O Tondela defendia com muitos jogadores atrás da linha da bola e mostrou pouca audácia até ao descanso, à exceção de um livre de Richard Rodrigues por cima, aos 43 minutos, submetendo-se ao poderio dos ‘galos’, que resguardaram o controlo do jogo e esboçaram nova ameaça aos 31, num falhanço de Sandro Lima junto à marca de penálti.

Os ’beirões’ quiseram mostrar uma alma renovada no reatamento e o guarda-redes Denis sacudiu as intenções de Jonathan Toro logo aos 46 minutos, mas vergaram-se à eficácia minhota, evidenciada no cabeceamento do capitão Rúben Fernandes aos 57, assistido pelo companheiro de setor Ygor Nogueira, a partir do canto de Rúben Ribeiro.

O extremo tinha obrigado Babacar Niasse a aplicar-se momentos antes e voltou a destacar-se aos 64 minutos, servindo o remate de pronto de Bozhidar Kraev, que ia abrindo caminho a uma das vitórias mais folgadas da temporada gilista, não fosse tamanha descompressão espicaçar uma reta final eletrizante dos tondelenses.

Os avisos de Ronan (68 minutos) e Tomislav Strkalj (72) fizeram adivinhar o golo de Yohan Tavares aos 73, num canto amortecido por Philipe Sampaio, que aproveitou uma defesa incompleta de Denis para faturar aos 84 e devolver emoção até ao apito final, sem que os ’beirões’ extraíssem os dividendos necessários na fuga à despromoção.

Ficha de Jogo

Jogo no Estádio Cidade de Barcelos, em Barcelos.

Gil Vicente – Tondela, 3-2.

Ao intervalo: 1-0.

Marcadores:

1-0, Rúben Ribeiro, 28 minutos.

2-0, Rúben Fernandes, 57.

3-0, Bozhidar Kraev, 64.

3-1, Yohan Tavares, 73.

3-2, Philipe Sampaio, 84.

Equipas:

– Gil Vicente: Denis, Alex Pinto, Ygor Nogueira, Rúben Fernandes, Edwin Banguera, Soares, Claude Gonçalves (João Afonso, 90+1), Samuel Lino (Hugo Vieira, 67), Bozhidar Kraev (Vítor Carvalho, 77), Rúben Ribeiro (Yves Baraye, 77) e Sandro Lima (Lourency, 67).

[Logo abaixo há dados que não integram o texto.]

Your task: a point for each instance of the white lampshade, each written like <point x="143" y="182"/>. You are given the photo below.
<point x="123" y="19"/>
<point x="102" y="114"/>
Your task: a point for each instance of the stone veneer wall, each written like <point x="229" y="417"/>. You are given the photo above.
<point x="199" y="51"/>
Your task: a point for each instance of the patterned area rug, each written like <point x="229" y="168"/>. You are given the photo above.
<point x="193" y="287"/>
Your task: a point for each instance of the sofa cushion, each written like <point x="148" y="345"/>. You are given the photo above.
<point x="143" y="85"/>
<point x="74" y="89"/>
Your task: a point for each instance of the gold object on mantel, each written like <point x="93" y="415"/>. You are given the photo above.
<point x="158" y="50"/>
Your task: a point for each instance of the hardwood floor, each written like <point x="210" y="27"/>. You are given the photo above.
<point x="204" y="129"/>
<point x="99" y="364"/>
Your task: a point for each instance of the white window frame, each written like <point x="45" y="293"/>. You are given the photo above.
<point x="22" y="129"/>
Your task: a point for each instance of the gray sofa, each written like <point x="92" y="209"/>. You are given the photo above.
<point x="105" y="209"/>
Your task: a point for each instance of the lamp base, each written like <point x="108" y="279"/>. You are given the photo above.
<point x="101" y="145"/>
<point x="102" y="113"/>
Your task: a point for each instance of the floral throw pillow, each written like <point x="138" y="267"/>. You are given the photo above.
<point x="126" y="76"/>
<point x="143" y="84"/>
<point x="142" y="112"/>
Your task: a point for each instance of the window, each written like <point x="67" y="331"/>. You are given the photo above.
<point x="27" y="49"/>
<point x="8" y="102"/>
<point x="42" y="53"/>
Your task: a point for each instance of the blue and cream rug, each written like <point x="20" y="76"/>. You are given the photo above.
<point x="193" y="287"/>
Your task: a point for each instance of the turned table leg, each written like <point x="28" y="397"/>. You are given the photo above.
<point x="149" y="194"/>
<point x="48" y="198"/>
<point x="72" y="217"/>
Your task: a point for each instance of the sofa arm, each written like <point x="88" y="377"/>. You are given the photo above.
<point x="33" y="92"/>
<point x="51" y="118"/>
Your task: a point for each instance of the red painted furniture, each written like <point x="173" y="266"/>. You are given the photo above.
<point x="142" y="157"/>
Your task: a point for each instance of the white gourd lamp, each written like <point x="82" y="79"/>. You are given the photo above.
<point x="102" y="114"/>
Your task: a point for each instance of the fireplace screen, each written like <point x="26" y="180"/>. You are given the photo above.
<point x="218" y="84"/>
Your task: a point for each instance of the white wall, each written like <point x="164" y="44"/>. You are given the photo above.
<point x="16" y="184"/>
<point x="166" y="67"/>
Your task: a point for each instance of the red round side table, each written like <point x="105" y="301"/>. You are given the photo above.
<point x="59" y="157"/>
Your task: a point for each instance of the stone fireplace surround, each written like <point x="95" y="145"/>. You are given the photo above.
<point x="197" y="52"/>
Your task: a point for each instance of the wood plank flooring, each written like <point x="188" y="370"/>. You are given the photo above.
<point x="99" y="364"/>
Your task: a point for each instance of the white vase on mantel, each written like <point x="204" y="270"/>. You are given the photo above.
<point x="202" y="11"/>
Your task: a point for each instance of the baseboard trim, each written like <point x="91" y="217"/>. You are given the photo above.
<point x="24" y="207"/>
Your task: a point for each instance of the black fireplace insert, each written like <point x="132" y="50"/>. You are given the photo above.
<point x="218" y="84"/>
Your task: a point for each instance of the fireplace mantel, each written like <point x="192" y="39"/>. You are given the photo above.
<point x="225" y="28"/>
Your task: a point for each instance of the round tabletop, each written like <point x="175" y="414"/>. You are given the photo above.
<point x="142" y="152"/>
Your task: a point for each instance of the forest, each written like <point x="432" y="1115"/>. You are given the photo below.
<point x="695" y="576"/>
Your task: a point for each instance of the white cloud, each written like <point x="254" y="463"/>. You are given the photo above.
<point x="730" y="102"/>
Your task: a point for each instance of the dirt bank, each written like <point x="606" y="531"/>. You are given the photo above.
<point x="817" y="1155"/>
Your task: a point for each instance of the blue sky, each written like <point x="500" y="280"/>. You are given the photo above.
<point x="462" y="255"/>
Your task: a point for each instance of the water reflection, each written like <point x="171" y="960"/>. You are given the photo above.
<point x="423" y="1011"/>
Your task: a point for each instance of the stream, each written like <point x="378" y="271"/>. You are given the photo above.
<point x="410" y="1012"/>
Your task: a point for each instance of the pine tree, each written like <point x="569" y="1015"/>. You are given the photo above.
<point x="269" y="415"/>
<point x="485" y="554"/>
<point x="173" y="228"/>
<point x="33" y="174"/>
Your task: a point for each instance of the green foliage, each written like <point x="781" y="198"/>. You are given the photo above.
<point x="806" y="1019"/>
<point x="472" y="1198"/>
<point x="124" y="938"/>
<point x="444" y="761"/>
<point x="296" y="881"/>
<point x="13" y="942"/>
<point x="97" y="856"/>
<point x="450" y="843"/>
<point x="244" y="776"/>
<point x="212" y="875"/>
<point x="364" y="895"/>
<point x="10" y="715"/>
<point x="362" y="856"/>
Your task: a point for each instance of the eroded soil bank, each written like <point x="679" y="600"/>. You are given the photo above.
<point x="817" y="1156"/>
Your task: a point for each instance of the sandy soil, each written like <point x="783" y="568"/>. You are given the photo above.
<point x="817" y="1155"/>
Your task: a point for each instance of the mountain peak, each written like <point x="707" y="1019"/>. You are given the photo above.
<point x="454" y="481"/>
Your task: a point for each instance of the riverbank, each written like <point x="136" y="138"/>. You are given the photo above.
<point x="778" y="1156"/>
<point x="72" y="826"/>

(Suplentes: Bruno Diniz, Rodrigão, João Afonso, Lourency, Hugo Vieira, Fernando Fonseca, Vítor Carvalho, Yves Baraye e Ahmed Isaiah).

Treinador: Vítor Oliveira.

– Tondela: Babacar Niasse, Fahd Moufi (Ricardo Valente, 67), Philipe Sampaio, Yohan Tavares (Jota, 75), Filipe Ferreira, Richard Rodrigues (Tomislav Strkalj, 67), João Pedro (Telmo Arcanjo, 75), Pepelu, Jhon Murillo, Jonathan Toro (Rúben Fonseca, 84) e Ronan.

(Suplentes: Diogo Silva, Jota, Jaquité, Pedro Augusto, Tiago Almeida, Tomislav Strkalj, Rúben Fonseca, Ricardo Valente e Telmo Arcanjo).

Treinador: Natxo González.

Árbitro: Jorge Sousa (AF Porto).

Ação disciplinar: Cartão amarelo para Edwin Banguera (41), João Pedro (51), Ygor Nogueira (71), Pepelu (81), Jhon Murilo (87) e Ricardo Valente (90+1).

Assistência: Jogo realizado à porta fechada devido à pandemia de covid-19.